It was good to catch Eugene O’Neill’s short play Hughie*** and add it to my ‘collection’ of this favourite 20th Century American playwright. It got it’s stage premiere in Stockholm in 1958, 16 years after it was written, but has since attracted stars like Burgess Meredith, Jason Robards, Ben Gazarra, Al Pacino, Brian Dennehy & Forest Whittaker. Here comedian-turned-actor Phil Nicol was outstanding as the gambler who never stops talking, with Mike McShane superb as his ‘straight man’.
Back at the main festival, in the Usher Hall, Elgar’s underrated oratorio The Kingdom**** sounded superb, even with a stand-in conductor and two stand-in soloists. Whatever you think of this somewhat incomprehensible work the music is lush and it’s hard to imagine it better played than here by the Halle, or sung better than by the Edinburgh Festival Chorus and four fine British soloists.
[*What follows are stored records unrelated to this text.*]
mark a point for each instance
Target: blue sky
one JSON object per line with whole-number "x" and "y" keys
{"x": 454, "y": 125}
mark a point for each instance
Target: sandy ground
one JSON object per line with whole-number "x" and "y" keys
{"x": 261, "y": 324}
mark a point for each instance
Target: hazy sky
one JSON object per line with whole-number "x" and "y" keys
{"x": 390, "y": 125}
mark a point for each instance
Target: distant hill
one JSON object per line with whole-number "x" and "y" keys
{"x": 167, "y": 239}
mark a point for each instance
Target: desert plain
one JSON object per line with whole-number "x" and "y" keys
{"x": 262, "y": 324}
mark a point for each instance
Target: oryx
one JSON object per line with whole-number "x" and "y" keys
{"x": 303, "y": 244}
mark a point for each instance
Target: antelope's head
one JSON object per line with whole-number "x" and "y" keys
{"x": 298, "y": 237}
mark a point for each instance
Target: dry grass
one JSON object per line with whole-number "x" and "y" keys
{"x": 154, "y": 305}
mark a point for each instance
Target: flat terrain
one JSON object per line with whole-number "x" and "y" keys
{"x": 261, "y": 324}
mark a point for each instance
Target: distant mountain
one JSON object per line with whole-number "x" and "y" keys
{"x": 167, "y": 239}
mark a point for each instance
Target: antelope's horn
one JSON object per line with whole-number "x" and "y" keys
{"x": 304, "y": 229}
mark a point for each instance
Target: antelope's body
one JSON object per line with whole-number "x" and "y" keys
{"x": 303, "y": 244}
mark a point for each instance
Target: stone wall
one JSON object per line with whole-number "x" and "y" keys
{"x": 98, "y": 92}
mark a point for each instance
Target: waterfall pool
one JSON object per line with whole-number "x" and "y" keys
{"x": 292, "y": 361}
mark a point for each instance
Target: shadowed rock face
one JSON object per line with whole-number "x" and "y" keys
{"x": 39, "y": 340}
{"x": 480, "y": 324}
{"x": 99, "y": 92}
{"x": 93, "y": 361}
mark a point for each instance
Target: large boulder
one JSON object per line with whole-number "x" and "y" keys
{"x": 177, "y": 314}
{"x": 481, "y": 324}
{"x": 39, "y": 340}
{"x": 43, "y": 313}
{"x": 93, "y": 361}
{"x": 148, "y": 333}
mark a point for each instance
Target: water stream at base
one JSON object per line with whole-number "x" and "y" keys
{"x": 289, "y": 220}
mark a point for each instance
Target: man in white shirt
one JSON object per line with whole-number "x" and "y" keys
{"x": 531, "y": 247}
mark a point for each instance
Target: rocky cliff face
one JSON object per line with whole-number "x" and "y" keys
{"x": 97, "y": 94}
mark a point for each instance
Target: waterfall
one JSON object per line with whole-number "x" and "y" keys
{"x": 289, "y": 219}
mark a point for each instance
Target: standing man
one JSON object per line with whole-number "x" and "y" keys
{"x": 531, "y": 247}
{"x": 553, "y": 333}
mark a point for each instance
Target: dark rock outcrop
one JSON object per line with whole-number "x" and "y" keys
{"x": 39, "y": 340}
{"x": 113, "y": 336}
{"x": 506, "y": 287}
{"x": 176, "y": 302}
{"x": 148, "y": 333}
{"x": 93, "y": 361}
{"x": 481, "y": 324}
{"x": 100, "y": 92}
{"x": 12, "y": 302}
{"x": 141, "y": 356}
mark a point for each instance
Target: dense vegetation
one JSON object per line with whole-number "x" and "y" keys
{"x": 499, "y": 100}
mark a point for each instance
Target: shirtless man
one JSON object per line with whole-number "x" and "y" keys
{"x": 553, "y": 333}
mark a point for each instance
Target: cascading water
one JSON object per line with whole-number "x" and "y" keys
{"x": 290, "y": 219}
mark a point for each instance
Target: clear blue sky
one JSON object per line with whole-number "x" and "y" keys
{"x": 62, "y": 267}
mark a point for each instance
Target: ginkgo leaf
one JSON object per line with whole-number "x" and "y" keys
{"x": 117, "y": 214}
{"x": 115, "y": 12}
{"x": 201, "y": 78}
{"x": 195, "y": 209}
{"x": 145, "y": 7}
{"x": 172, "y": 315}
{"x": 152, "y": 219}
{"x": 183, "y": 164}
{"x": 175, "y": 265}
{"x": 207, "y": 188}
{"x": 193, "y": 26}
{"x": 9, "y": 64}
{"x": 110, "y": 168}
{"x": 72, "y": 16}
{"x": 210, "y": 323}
Amy Booth-Steele is a musical theatre actress I’ve often admired, and I loved her one-woman musical #HonestAmy***** at Pleasance Dome, a 50-minute heart-warming and, well, honest gem, with the songs played by her on ukulele. She was so engaging performing this autobiographical material.
Daughterhood*** at Summerhall, in Paines Plough’s Roundabout Theatre, is a play about two sisters born nine years apart whose mother left home and whose father is terminally ill, but its really about their relationship. With actors playing multiple roles and scenes moving forward and back in time, it took a while to get into the rhythm of the piece, but it packed a lot of story into 80 minutes and the performances were excellent.
West End Producer*** is a bit of a Twitter phenomenon, the Banksy of theatre, permanently masked, and Free Willy, the casting of his new musical, was his first Edinburgh outing. Despite a small audience, he managed to engage us and take us with him, with participation key to the show’s success. I will be in the chorus of the show. Apparently.
Simon Evans**** wove a very personal story into his politically incorrect stand-up routine, a bit like Mark Steele’s search for his parents a few years back, and it was all the better for it, becoming very moving at the end. Surprising and rewarding.